The blade belt broke so I pulled the deck off and I noticed the heavy spring (shown in attached picture) on the left. It is connected on one end to a bolt mounted to the deck and the other end is hooked into an arm that has an idler pulley. 

I tried to pull the arm in the direction of the spring tension but I couldn't budge it.

Is this arm supposed to move? It is pushed up against two rubber stoppers which is a position that puts maximum tension on that spring.

There is a bolt near the center of the arm that looks like if it was loosened would allow the arm to pivot. It seems that if the arm could move, the spring would pull the arm in a direction that would add tension to the belt.
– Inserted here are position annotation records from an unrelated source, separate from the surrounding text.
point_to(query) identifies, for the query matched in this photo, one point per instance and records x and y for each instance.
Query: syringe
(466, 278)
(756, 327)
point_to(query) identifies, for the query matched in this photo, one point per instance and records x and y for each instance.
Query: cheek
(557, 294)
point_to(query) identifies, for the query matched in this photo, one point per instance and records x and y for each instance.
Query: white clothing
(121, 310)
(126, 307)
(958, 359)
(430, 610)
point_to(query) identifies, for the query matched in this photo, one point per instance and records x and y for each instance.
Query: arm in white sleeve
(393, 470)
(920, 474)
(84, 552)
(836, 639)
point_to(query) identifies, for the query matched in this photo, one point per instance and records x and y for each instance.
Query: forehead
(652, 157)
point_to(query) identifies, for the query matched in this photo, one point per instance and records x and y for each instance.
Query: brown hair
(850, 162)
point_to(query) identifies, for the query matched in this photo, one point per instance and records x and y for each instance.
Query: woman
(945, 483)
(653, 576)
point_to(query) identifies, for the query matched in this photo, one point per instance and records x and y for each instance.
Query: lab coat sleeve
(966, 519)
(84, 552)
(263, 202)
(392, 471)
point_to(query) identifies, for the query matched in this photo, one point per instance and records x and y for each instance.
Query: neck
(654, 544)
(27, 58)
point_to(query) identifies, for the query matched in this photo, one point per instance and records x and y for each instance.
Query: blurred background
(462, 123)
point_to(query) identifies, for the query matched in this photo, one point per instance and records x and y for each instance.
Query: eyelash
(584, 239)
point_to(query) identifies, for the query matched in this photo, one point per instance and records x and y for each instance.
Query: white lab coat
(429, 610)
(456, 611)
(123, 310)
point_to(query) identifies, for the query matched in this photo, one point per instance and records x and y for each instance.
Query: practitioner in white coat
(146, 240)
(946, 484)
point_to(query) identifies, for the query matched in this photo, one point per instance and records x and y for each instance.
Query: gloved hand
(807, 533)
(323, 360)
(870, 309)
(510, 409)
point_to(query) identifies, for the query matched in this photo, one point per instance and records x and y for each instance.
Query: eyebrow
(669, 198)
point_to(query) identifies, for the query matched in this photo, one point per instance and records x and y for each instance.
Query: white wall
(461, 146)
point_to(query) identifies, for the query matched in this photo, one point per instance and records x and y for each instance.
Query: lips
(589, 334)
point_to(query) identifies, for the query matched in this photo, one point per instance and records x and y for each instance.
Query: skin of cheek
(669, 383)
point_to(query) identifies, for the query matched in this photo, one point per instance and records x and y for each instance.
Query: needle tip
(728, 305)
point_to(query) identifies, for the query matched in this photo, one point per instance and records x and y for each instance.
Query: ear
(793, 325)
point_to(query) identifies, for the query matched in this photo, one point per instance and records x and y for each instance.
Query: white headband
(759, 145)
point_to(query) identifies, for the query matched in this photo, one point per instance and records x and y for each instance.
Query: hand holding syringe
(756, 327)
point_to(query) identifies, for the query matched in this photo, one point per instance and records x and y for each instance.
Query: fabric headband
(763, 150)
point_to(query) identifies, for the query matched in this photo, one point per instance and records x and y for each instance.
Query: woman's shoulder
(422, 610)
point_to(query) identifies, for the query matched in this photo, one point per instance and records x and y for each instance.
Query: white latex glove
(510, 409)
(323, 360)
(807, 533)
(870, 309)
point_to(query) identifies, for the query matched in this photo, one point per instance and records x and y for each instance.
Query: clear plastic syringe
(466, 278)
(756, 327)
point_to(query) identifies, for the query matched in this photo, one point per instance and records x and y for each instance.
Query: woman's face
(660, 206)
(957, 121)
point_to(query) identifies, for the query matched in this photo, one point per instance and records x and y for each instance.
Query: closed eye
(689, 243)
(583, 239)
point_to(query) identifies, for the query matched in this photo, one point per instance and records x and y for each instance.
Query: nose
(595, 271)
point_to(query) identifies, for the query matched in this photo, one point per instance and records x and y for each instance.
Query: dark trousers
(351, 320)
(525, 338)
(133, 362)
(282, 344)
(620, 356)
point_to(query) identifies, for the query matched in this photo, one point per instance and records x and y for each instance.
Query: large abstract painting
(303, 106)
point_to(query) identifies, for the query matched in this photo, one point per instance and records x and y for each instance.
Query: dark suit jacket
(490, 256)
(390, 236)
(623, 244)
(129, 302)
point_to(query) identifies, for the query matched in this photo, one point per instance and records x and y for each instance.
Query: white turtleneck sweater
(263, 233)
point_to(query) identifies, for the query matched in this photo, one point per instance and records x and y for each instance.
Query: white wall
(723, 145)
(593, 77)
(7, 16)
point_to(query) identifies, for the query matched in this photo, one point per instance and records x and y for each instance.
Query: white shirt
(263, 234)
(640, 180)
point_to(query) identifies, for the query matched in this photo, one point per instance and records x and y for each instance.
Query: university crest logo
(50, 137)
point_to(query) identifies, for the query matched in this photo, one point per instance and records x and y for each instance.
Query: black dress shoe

I haven't made any adjustments here at all, this is the 1st time I looked at it closely.

Thanks for any help,
Jeff


----------



## TOMU (May 14, 2013)

I wish I could help, but I have no idea. I have the same deck, and the arm that has the Idler Pulley on it does not move on mine either, BUT I will say I bought my mower used, and I have had major problems with my belts staying on, and get eating up when they do stay on.

Can you tell me if your Idler pulley sets level on the bracket, or does it slant down to the left spindle?(mine slopes a little down to the left spindle)

I have bought new spindles(complete with pulleys), and two new Idler pulleys, and belt, and I would like to know before I put them on. THANKS


----------



## stickerpicker (Sep 16, 2003)

I don't have experience with Troy Bilt anything, nothing, zero, but allow me to ask one question for now, maybe more later. 

Does your mower have an electric clutch for blade engagement?


----------



## Ed_GT5000 (Sep 30, 2003)

I do not have any experience with this deck. But I would put on the new belt and if you need to loosen the bolt to get the belt on do it. but tighten the bolt before you run it.


----------



## abbott (Feb 23, 2013)

jeff_d said:


> Hi,
> 
> The blade belt broke so I pulled the deck off and I noticed the heavy spring (shown in attached picture) on the left. It is connected on one end to a bolt mounted to the deck and the other end is hooked into an arm that has an idler pulley.
> 
> ...


I own a.troy built pony 42 inch deck , have had nothing but trouble since new with this mower . I have replaced the deck belt several times and the deck keeps throwing the belt especially in the number one position which is the lowest application , I have had the deck completely apart and reassembled with no success ,I have even photographed each disassembly for reference on reassembling the pulley system to no avail nothing seems to work , I wish I could help more I think it's just poorly designed . I even have drive problems consistently and have replaced the drive line belts three times over seven years at major expense because the drive line is not readily accessible unless you take the tractor apart . Sorry I couldn't help,much but I have been down this road far too many times . Steve Abbott


----------